The world outside and within me have an uncanny knack of conspiring against my best intentions; at least that’s my excuse (or rather one of a vast arsenal) and I’m sticking to it. The current deployment of this excuse is in relation to two seemingly innocuous commands: “Be still!” and “Wait patiently!” In fact “command” seems like to harsh or serious a label for them, perhaps they should be filed under “good advice” or “helpful suggestions”.
But the impact of ignoring these imperatives has been graciously pointed out to me by an unexpected ally. You see, the conspiracy that rages against these two: stillness and waiting, is almost all-encompassing, capable of filling every hour of the day twice-over and relentlessly reinforcing my right (or at least desire) to have it now, whatever “it” may be. The conspirators include the usual suspects of work, husbandry, parenting, church-going, etc. and a host of shady secondary characters: online retail and research, murder-mystery watching, photo editing, tweet formulating, etc. None of these are particularly debasing vices but their combined effect is fairly devastating. So who is this ally who has come to my rescue, this welcome relief?
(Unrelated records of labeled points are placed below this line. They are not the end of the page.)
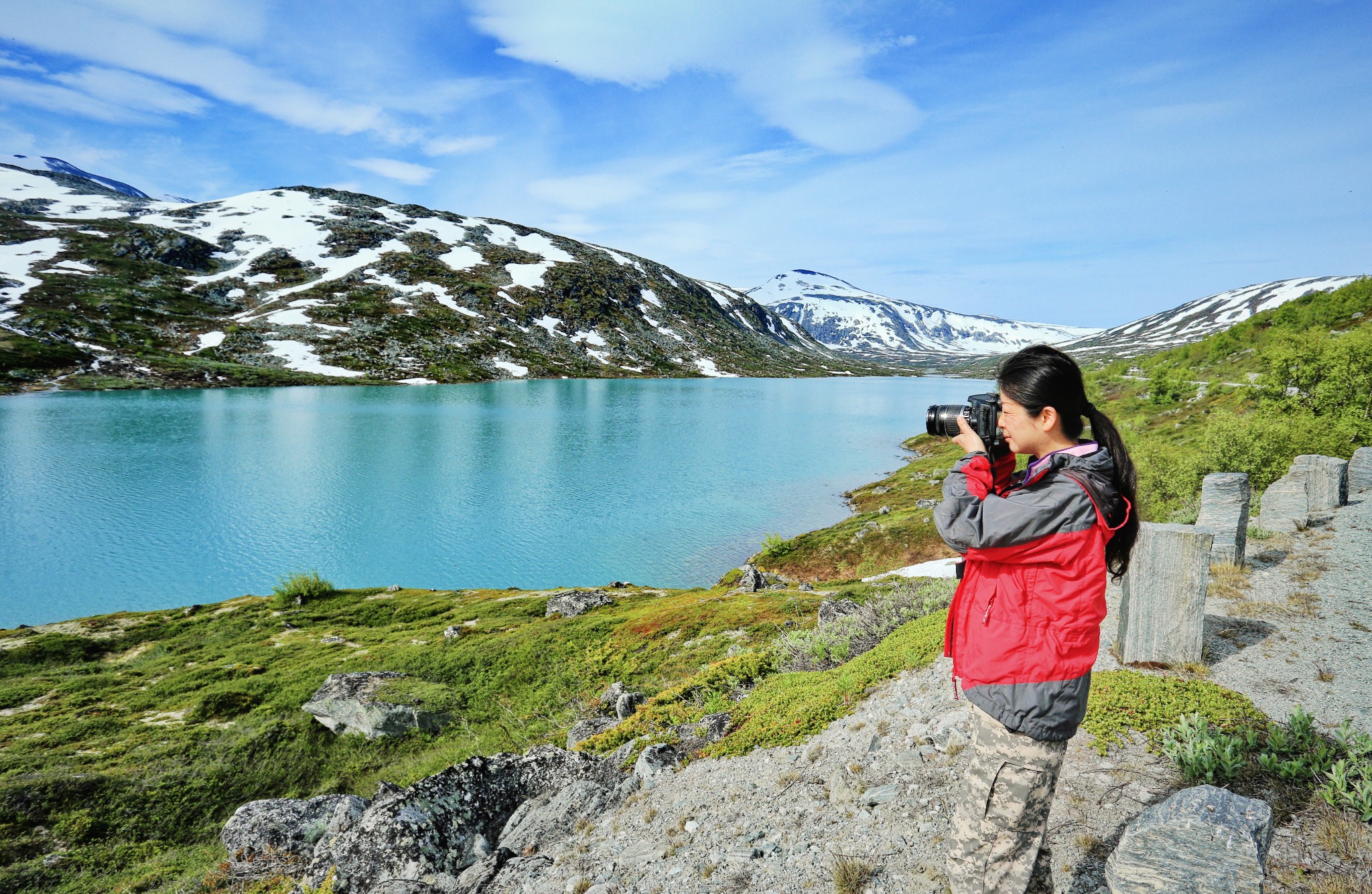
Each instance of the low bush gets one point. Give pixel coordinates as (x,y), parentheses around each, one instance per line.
(301,587)
(851,636)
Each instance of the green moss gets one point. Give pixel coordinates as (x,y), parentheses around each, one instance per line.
(1129,701)
(789,708)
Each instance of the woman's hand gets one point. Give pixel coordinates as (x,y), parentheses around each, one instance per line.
(969,439)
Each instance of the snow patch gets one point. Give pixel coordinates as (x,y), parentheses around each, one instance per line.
(513,369)
(303,360)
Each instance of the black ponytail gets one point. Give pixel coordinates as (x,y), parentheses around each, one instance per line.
(1043,376)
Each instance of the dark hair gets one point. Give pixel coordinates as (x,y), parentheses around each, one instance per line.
(1043,376)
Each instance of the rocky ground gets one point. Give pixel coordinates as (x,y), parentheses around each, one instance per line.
(877,786)
(866,804)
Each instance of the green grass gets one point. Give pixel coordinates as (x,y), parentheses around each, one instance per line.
(1129,701)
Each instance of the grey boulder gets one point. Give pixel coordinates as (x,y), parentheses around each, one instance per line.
(1199,841)
(1326,483)
(833,609)
(286,827)
(438,824)
(1286,506)
(1224,512)
(548,819)
(574,602)
(1360,471)
(584,730)
(653,761)
(751,581)
(348,704)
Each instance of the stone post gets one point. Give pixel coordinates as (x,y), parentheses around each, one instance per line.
(1286,506)
(1326,483)
(1224,510)
(1360,471)
(1162,611)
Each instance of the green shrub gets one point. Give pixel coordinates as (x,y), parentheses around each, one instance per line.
(852,636)
(222,705)
(301,587)
(1124,701)
(789,708)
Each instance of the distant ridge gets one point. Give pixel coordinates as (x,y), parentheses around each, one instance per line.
(1199,319)
(865,324)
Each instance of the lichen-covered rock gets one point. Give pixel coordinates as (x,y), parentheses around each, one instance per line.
(653,761)
(1224,512)
(833,609)
(701,733)
(627,704)
(751,579)
(348,704)
(547,819)
(574,602)
(1326,483)
(1203,840)
(1360,471)
(1162,595)
(1286,505)
(584,730)
(281,827)
(434,826)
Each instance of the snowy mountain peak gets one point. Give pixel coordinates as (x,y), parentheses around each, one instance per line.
(848,319)
(58,166)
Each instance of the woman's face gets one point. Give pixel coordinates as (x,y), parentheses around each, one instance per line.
(1024,433)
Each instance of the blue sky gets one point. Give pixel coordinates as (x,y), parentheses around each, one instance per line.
(1083,163)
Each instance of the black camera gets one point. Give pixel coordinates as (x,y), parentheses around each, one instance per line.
(981,413)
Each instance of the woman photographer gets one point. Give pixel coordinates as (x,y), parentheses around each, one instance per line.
(1025,624)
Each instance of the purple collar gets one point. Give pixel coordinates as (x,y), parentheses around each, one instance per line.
(1042,463)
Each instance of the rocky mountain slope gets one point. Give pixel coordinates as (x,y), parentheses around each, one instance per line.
(302,285)
(1199,319)
(870,325)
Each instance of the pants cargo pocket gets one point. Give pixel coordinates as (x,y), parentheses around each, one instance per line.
(1020,798)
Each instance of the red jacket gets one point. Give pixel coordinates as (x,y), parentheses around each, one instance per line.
(1024,627)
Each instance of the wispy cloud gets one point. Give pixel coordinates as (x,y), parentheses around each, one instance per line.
(393,169)
(785,58)
(95,35)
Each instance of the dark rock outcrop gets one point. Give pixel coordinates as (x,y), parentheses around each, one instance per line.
(1199,840)
(435,826)
(574,602)
(348,704)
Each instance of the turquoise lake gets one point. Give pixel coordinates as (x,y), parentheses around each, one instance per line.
(150,500)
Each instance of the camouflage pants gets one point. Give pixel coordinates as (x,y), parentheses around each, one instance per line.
(1001,819)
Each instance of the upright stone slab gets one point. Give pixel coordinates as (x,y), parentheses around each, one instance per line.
(1326,483)
(1162,611)
(1360,471)
(1199,841)
(1224,510)
(1284,504)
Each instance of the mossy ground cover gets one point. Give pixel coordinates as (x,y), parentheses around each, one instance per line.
(129,738)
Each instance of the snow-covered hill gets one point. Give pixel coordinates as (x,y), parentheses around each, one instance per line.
(1199,319)
(865,324)
(277,285)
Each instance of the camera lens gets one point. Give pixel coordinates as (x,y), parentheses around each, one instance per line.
(941,420)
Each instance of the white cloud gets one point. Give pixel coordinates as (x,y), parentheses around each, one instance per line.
(784,55)
(588,192)
(62,99)
(132,91)
(458,146)
(61,26)
(393,169)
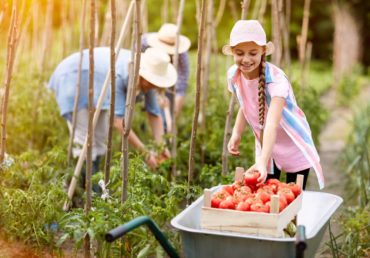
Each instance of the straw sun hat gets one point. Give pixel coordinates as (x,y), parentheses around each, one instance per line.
(247,31)
(155,67)
(165,39)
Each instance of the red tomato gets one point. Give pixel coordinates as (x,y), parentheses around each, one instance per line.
(242,193)
(273,183)
(270,188)
(227,204)
(289,195)
(259,207)
(282,203)
(250,178)
(243,206)
(253,199)
(237,185)
(218,197)
(296,189)
(264,195)
(229,189)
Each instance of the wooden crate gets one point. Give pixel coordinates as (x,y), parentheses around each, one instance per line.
(255,223)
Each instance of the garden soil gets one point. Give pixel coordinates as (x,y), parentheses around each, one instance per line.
(332,143)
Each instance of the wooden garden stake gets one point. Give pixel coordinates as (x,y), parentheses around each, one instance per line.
(230,110)
(12,44)
(78,86)
(220,12)
(227,134)
(245,6)
(131,95)
(174,115)
(262,11)
(276,39)
(164,11)
(197,95)
(46,35)
(302,39)
(205,74)
(90,129)
(113,92)
(99,104)
(285,36)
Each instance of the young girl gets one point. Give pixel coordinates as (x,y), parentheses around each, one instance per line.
(267,104)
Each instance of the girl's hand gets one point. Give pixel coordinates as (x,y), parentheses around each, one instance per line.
(163,101)
(258,166)
(233,145)
(151,160)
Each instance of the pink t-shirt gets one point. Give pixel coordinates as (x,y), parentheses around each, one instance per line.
(285,152)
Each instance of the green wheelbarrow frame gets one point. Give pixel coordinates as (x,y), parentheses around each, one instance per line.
(122,230)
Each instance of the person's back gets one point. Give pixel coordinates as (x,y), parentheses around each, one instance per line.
(65,77)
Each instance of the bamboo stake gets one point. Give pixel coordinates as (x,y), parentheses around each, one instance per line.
(78,86)
(302,39)
(90,128)
(97,27)
(262,11)
(12,44)
(46,35)
(107,26)
(230,111)
(175,9)
(233,10)
(220,12)
(227,134)
(35,33)
(174,115)
(165,11)
(99,104)
(285,36)
(113,92)
(144,18)
(65,36)
(256,8)
(21,31)
(276,39)
(245,6)
(205,75)
(131,96)
(197,95)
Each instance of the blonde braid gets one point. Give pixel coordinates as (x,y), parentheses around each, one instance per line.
(261,96)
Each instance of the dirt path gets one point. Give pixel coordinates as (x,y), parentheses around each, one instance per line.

His name is “sickness”. Yes, possibly the only thing in my life which has helped me to be still and to wait (though not always patiently) has been illness.
Thanks to the intervention of this otherwise unwelcome visitor I am learning the value of being still and waiting, even patiently. Throughout this time I have also found a helpful guide, one familiar with retreat, in the shape of one Brennan Manning and his books. He is not a Christian guru with all the answers, nor even necessarily a must-read author. But for me, over the last six months his books have been the mentor and companion I have needed. I mention this because I think the following quote reflects something of the journey I have begun.
“Our trust in Jesus grows as we shift from making self-conscious efforts to be good to allowing ourselves to be loved as we are (not as we should be). The Holy Spirit moves us from the head to the heart, from intellectual cognition to experiential awareness. An inward stillness pervades our being, and the time of prayer is characterized by less rational reflection and speaking and more contemplative quiet and listening.” Brennan Manning, Ruthless Trust.
If that all sounds too esoteric then I guess that’s partly because the excerpt is taken out of the context of both the book and my life. To fill in a little of the latter: this journey has been from a place or intellectual-only knowledge, of non-existent intimacy with Jesus, of performance- and people-based self-worth, of selfishness, and of uncertain trust in the goodness of God. From this place, I hope you will agree that this journey is in the right direction!